Earlier Thursday, Ukrainian special forces seized back control of the town hall in the southeastern port city of Mariupol with no casualties, Interior Minister Arsen Avakov said. Separatist sources confirmed the loss of the building in the port city, whose population is 500,000.
An army base in the eastern town of Artemivsk overnight also repelled an attack by heavily armed rebels using machine-guns and grenades, the interior and defense ministries said. One soldier was wounded.
It was the worst violence to erupt in Ukraine since the signing of an international accord in Geneva a week ago which was meant to de-escalate the crisis.
Putin called the armed operation a crime.
“If Kiev has really begun to use the army against the country’s population… that is a very serious crime against its own people,” he said, calling Kiev’s authorities a “junta”.
He warned of “consequences, including for our intergovernmental relations”.
Russia, which has an estimated 40,000 troops massed on Ukraine’s border, has already threatened to respond like it did when it invaded Georgia in 2008 if it sees its interests in Ukraine attacked.
The rebels, which the Kiev government and its Western backers believe are controlled and supported by Moscow, have been occupying around 10 towns in Ukraine’s east.
After they dismissed the Geneva agreement, a truce collapsed at the weekend, prompting Ukraine’s acting President Oleksandr Turchynov to order a resumption of an “anti-terrorist” offensive to flush the militants out.
US President Barack Obama on Thursday accused Russia of not abiding by the Geneva deal and warned more sanctions could be imposed on Moscow within days.
“We continue to see malicious, armed men taking over buildings, harassing folks who are disagreeing with them, destabilizing the region and we haven’t seen Russia step out and discouraging it,” he said Thursday during a trip to Japan.
Russia, though, claims Washington and the Ukrainian government are reneging on their responsibilities, despite Kiev vowing to give an amnesty to the rebels, protect the Russian language and decentralize power.
While Obama has ruled out sending US or NATO forces into Ukraine, Washington has begun deploying 600 US troops to boost NATO’s defenses in nearby eastern European states.
France said it was also sending four fighter jets to NATO air patrols over the Baltics.
Russian Foreign Minister Sergei Lavrov on Thursday accused the United States and the European Union of trying to stage “an operation to unconstitutionally change the regime”.
“They are trying to use Ukraine as a pawn in a geopolitical game,” he said.
The Ukrainian government announced its renewed offensive against the rebels following the discovery in a river near Slavyansk of a weighted down body of an abducted local politician who belonged to Turchynov’s party.
On Thursday, a funeral was held for the dead man, Volodymyr Rybak, in his home town of Horlivka.

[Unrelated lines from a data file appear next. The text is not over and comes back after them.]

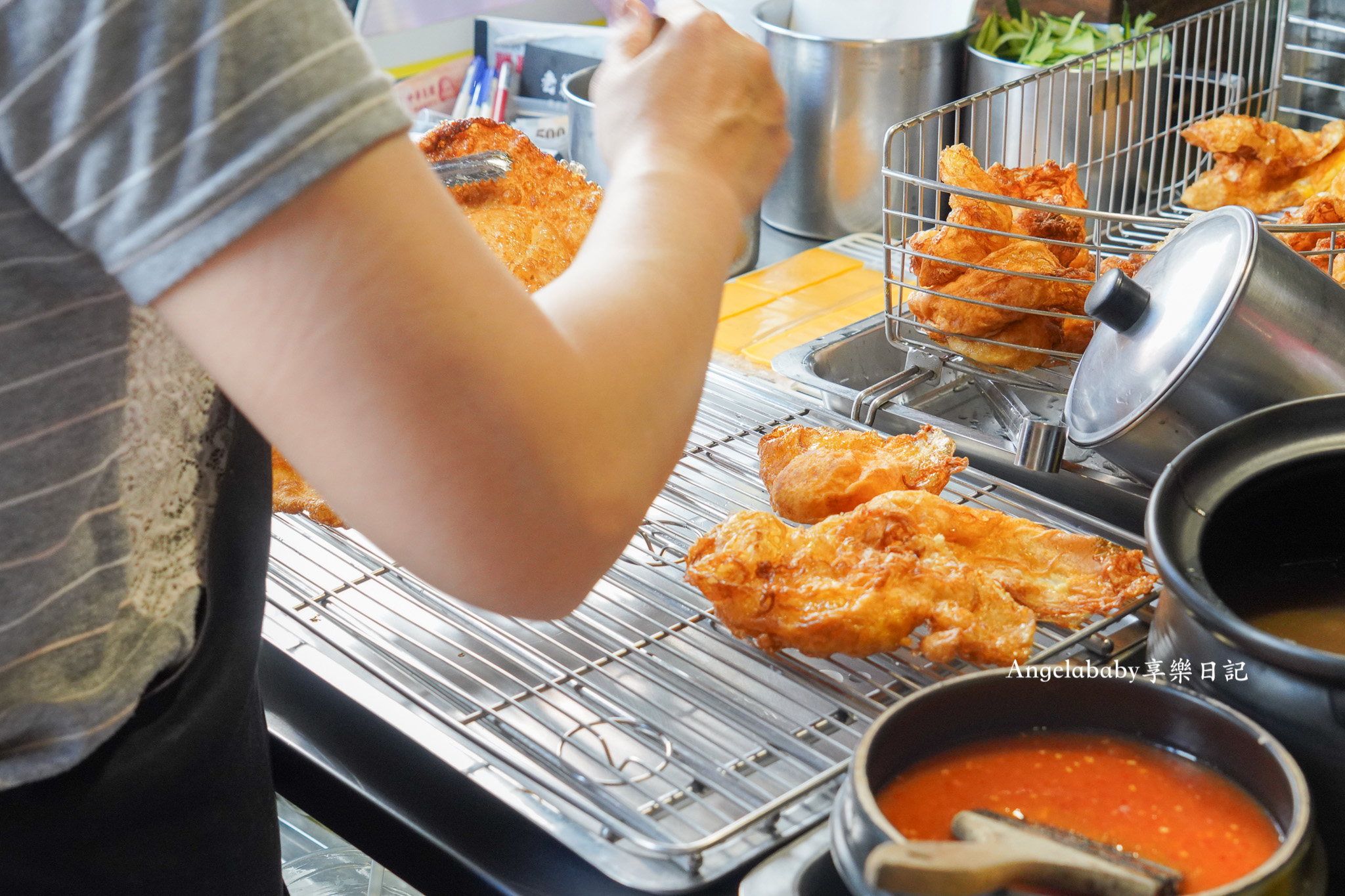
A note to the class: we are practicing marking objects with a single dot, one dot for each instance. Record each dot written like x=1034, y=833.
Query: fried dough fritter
x=1264, y=165
x=861, y=582
x=536, y=217
x=1017, y=250
x=290, y=494
x=1128, y=265
x=813, y=472
x=1011, y=292
x=1044, y=183
x=856, y=584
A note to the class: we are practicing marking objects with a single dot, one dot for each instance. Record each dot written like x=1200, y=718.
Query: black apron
x=179, y=802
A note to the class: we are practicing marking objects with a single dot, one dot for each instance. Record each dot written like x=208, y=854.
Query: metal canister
x=843, y=96
x=1222, y=322
x=584, y=150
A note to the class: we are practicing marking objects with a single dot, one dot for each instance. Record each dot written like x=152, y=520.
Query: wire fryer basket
x=638, y=730
x=1118, y=116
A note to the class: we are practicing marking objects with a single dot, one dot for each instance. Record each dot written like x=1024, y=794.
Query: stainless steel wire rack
x=638, y=731
x=1118, y=116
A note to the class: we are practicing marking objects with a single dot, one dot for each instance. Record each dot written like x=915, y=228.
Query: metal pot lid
x=1155, y=327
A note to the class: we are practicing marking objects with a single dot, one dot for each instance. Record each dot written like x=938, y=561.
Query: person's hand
x=698, y=100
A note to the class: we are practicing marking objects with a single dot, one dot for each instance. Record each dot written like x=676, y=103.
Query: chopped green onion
x=1048, y=39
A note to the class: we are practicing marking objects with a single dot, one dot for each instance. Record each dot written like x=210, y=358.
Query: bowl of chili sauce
x=1149, y=770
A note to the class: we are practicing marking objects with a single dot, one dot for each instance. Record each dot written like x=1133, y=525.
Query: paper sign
x=880, y=19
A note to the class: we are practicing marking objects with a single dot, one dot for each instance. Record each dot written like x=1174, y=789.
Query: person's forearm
x=500, y=452
x=639, y=307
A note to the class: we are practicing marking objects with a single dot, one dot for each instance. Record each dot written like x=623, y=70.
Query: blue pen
x=478, y=86
x=470, y=79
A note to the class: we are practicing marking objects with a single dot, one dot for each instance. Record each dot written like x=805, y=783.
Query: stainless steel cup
x=583, y=136
x=843, y=96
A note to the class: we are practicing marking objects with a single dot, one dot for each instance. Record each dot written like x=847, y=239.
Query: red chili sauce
x=1119, y=792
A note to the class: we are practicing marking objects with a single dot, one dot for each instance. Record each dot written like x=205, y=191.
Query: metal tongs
x=472, y=169
x=1000, y=851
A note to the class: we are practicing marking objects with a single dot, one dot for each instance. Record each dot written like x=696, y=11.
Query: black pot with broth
x=1247, y=528
x=1274, y=553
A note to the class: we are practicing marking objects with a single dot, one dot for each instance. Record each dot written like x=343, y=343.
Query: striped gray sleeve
x=156, y=132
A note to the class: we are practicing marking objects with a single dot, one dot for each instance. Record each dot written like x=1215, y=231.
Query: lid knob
x=1116, y=301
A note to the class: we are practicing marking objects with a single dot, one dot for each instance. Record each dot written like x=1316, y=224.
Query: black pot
x=996, y=703
x=1254, y=492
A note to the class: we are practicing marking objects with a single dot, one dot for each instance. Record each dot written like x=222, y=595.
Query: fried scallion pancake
x=856, y=584
x=290, y=494
x=536, y=217
x=814, y=472
x=1264, y=165
x=1009, y=320
x=862, y=582
x=1016, y=249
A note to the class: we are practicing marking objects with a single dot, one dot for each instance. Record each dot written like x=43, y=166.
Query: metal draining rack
x=638, y=731
x=1121, y=123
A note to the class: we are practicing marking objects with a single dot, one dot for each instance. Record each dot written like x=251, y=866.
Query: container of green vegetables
x=1087, y=114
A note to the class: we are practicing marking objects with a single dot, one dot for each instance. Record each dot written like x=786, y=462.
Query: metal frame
x=1122, y=127
x=638, y=730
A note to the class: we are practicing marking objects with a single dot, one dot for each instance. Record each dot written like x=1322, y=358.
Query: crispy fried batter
x=813, y=472
x=1019, y=250
x=1327, y=207
x=1278, y=146
x=1059, y=575
x=1044, y=183
x=861, y=582
x=536, y=217
x=1129, y=265
x=1012, y=292
x=290, y=494
x=856, y=584
x=959, y=167
x=1264, y=165
x=1033, y=331
x=1334, y=267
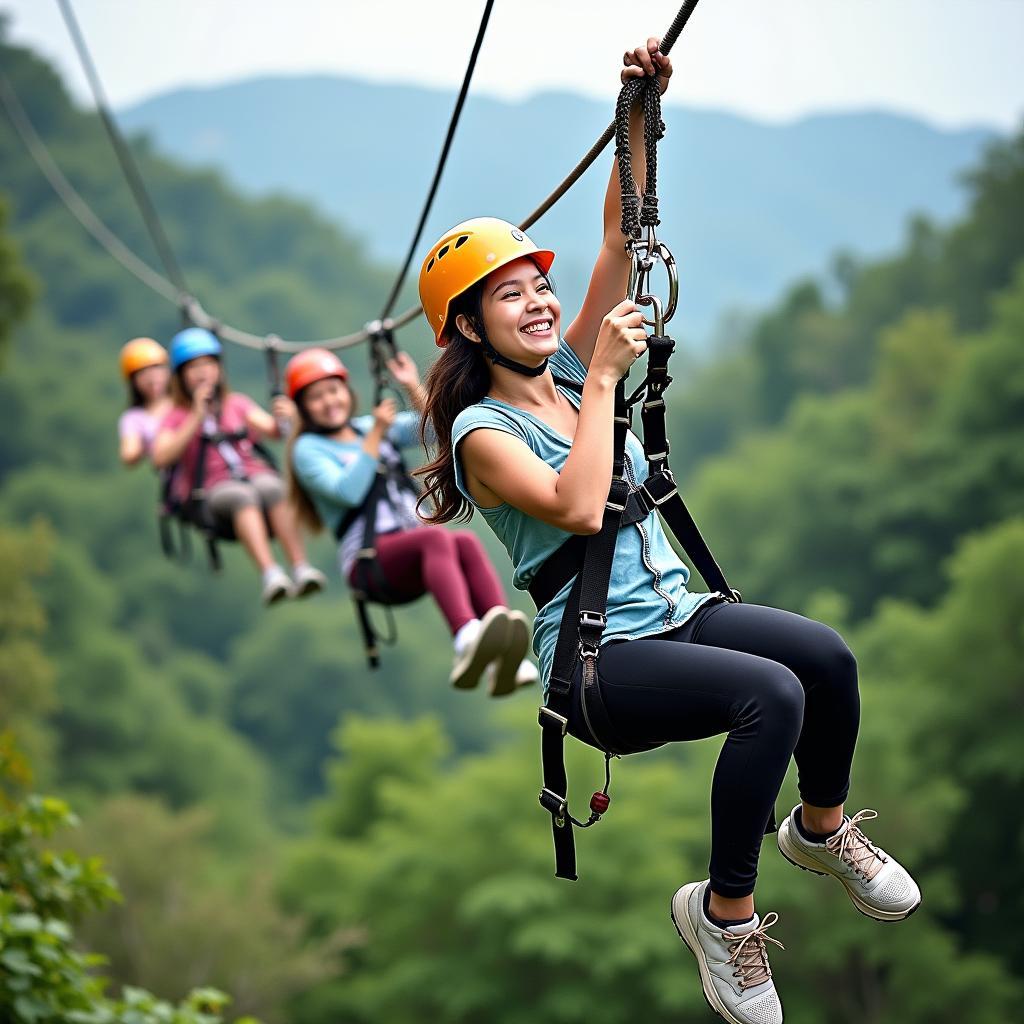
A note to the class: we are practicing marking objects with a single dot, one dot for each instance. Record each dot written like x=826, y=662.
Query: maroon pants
x=451, y=564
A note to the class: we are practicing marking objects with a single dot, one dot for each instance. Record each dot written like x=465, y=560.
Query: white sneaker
x=525, y=675
x=879, y=886
x=307, y=581
x=276, y=586
x=503, y=677
x=733, y=962
x=484, y=645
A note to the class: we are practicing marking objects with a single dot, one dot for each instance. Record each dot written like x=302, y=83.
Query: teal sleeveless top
x=647, y=592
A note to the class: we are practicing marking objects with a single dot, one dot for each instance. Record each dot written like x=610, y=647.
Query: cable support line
x=442, y=160
x=77, y=206
x=82, y=212
x=668, y=41
x=129, y=167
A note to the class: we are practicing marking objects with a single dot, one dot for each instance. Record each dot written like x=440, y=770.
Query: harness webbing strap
x=587, y=562
x=370, y=583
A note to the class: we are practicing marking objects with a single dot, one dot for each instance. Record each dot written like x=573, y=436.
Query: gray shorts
x=225, y=499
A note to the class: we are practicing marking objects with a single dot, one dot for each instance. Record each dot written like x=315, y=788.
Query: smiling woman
x=525, y=422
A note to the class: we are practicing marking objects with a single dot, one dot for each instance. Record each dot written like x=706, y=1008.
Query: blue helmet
x=190, y=344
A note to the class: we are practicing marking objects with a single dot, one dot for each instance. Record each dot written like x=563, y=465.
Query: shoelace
x=853, y=847
x=749, y=955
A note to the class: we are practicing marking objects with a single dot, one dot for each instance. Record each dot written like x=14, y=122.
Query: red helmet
x=310, y=366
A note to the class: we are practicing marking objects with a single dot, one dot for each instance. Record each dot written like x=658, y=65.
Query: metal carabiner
x=658, y=322
x=645, y=254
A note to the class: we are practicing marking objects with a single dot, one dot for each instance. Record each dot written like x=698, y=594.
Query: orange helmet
x=310, y=366
x=466, y=255
x=139, y=353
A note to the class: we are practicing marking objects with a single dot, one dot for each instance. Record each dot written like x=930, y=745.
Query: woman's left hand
x=403, y=370
x=647, y=60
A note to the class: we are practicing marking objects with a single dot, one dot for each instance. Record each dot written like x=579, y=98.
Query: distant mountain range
x=747, y=207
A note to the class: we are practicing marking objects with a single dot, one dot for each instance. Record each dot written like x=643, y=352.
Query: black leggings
x=776, y=682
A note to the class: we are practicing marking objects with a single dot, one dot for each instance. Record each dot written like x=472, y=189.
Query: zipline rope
x=128, y=165
x=77, y=206
x=445, y=148
x=148, y=276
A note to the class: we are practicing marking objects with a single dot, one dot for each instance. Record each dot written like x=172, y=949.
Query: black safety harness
x=369, y=583
x=586, y=561
x=192, y=512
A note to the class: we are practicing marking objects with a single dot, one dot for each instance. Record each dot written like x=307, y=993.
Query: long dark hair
x=301, y=502
x=460, y=378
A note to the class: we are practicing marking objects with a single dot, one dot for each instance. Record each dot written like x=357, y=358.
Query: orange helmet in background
x=466, y=255
x=310, y=366
x=139, y=353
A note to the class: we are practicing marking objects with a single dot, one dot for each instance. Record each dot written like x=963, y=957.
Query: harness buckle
x=562, y=721
x=555, y=804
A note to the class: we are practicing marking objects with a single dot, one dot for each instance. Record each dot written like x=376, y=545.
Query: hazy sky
x=951, y=61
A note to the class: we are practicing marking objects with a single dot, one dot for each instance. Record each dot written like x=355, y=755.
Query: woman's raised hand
x=647, y=60
x=384, y=415
x=621, y=341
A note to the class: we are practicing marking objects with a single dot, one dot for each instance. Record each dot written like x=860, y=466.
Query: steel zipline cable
x=128, y=166
x=81, y=210
x=445, y=148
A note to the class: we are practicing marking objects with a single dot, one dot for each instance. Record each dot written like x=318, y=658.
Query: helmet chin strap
x=500, y=360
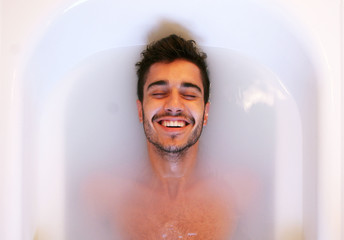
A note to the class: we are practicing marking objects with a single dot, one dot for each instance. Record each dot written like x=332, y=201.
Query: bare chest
x=193, y=216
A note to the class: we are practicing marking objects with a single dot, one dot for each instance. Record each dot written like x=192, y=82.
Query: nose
x=174, y=103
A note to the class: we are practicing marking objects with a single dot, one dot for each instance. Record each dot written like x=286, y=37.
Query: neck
x=173, y=169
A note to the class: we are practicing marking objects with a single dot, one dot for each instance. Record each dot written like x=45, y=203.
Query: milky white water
x=253, y=124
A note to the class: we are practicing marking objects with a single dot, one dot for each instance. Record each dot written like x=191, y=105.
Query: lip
x=173, y=129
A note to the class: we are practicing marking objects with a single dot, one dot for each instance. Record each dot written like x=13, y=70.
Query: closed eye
x=158, y=95
x=190, y=97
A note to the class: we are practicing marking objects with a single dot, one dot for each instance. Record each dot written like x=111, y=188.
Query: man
x=174, y=199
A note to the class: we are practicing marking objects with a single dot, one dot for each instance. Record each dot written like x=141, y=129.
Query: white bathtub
x=276, y=67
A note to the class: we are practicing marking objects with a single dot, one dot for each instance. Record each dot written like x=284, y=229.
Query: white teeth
x=173, y=123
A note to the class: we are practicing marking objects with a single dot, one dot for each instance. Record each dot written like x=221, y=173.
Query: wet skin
x=172, y=200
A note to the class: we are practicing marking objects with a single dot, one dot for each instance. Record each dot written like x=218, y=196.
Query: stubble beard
x=174, y=150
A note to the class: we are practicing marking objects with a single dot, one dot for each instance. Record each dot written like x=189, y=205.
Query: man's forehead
x=166, y=83
x=179, y=72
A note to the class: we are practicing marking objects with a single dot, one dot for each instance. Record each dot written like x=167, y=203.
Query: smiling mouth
x=173, y=124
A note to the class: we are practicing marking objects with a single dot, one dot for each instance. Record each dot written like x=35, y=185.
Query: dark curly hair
x=167, y=50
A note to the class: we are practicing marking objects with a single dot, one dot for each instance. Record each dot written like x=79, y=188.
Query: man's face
x=173, y=110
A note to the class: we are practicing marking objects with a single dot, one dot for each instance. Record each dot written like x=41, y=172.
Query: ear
x=139, y=110
x=206, y=112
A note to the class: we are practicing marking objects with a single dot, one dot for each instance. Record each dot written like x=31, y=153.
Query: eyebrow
x=191, y=85
x=157, y=83
x=183, y=85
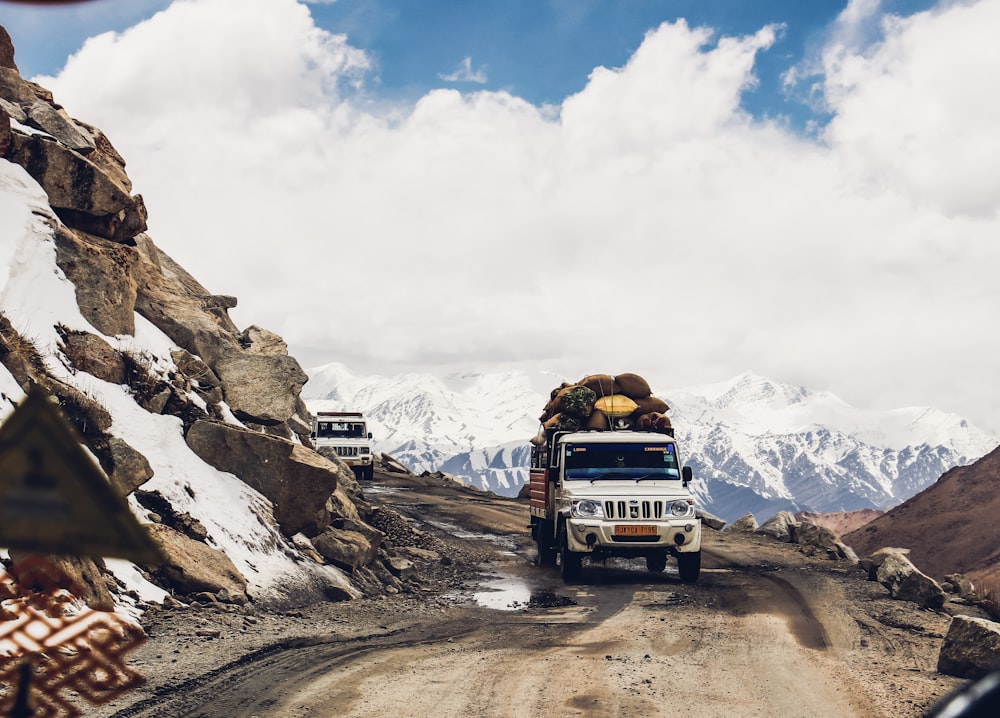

His wife and friends wept before his body, which was covered in flowers, before prayers were said and it was taken for burial.
Ukraine’s acting president said he had been “brutally tortured” and blamed the rebels, while his wife said he had been stabbed multiple times.
There were fears the violence on the ground in Ukraine could spiral into a bigger conflict.
Russia, which has an estimated 40,000 troops massed on Ukraine’s eastern border, has said it could respond as in 2008, when it invaded Georgia with tanks to support pro-Russian regions seeking independence.
Russia’s gas supplies to Ukraine — and through it, to Europe — have also become a significant source of tensions.
Putin has warned in a letter to the EU that Moscow could cut gas supplies in a month’s time if Ukraine’s bill — now estimated at some $3.5 billion (2.5 billion euros) — was not paid in full.